Addressing researchers’ pain points was a general focus. Researchers wanted to publish initial preliminary findings, methods, and/or resources, and none of these fit under our existing Research Article rubric, and so “Short Reports” and “Methods and Resources” were added . Another publishing status quo that made no sense given concerns about the reproducibility of research was the worry around “scooping.” We decided to formalize a previously undocumented policy to encourage confirmatory research. Where previously, being “scooped” was cause for despair, our complementary research policy recognized the value of replication studies and stated that they are welcome at PLOS Biology, acknowledging the importance of being second .
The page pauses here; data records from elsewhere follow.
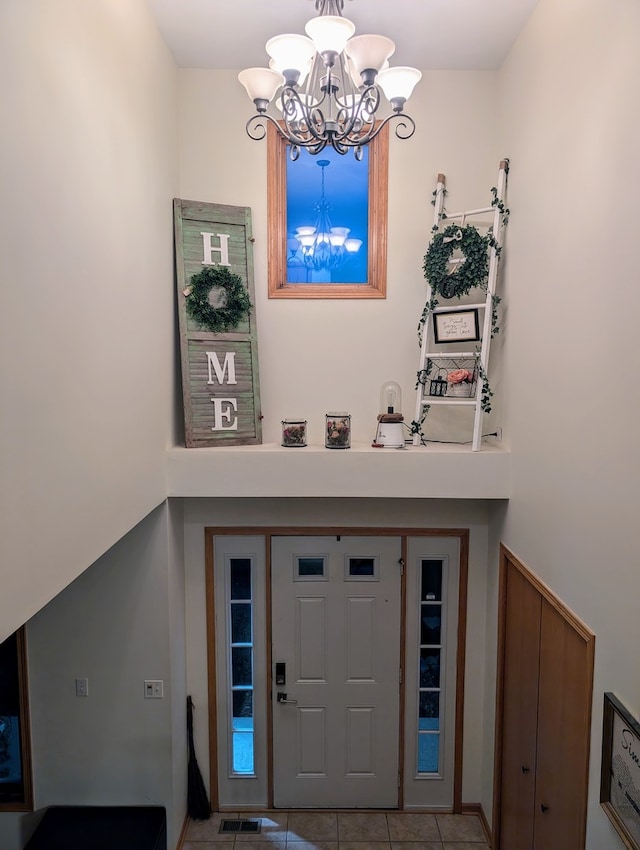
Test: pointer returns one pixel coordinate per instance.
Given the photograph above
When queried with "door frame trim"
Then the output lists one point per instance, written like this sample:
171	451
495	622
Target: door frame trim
508	558
211	532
During my tenure, cross-PLOS projects such as a bidirectional linkage between journal submission and preprint posting at bioRxiv and the roll-out of open peer review were launched. On PLOS Biology, we devised an approach to publish manuscripts with contentious results that reviewers and editors could not agree on. After expert review, rejection due to contention made no sense; the authors would not get a better review process elsewhere, they would have to start from scratch, adding unnecessary delay, and the contentious issue would remain. We started to publish these studies with an Academic Editor’s note and a Primer from another expert to contextualize the contention, address limitations, and rationalize the decision. Alongside open peer review, this transparent publishing approach  allows the scientific community to reach an informed decision about the research.
Our “magazine” section also evolved, experimenting with new article types. Our in-house writer and editor, Liza Gross, collaborated widely and brought together some incredibly important public health and conservation-relevant collections [8,9]. Before moving on to my next gig, the groundwork for several other projects was in place, such as the launch “Preregistered Research Articles” and article types that would help to redefine selectivity and what constitutes a publishable unit. With these efforts in place, I moved on from PLOS and now focus on ensuring access to research methods as an independent research output at protocols.io.
Looking to the future, I’m interested to see whether, how, and if the publishable unit is further refined. While successfully switching from print to online, research publishing has clung to the same article format that has existed since the 1600s. Perhaps PLOS Biology can move towards more modular publishing, with research questions, methods, results, data, code, and interpretations available as independent but interlinked objects. I hope that PLOS Biology and PLOS can leverage technology to continue to innovate and explore possibilities, pushing the needle for what is considered the norm.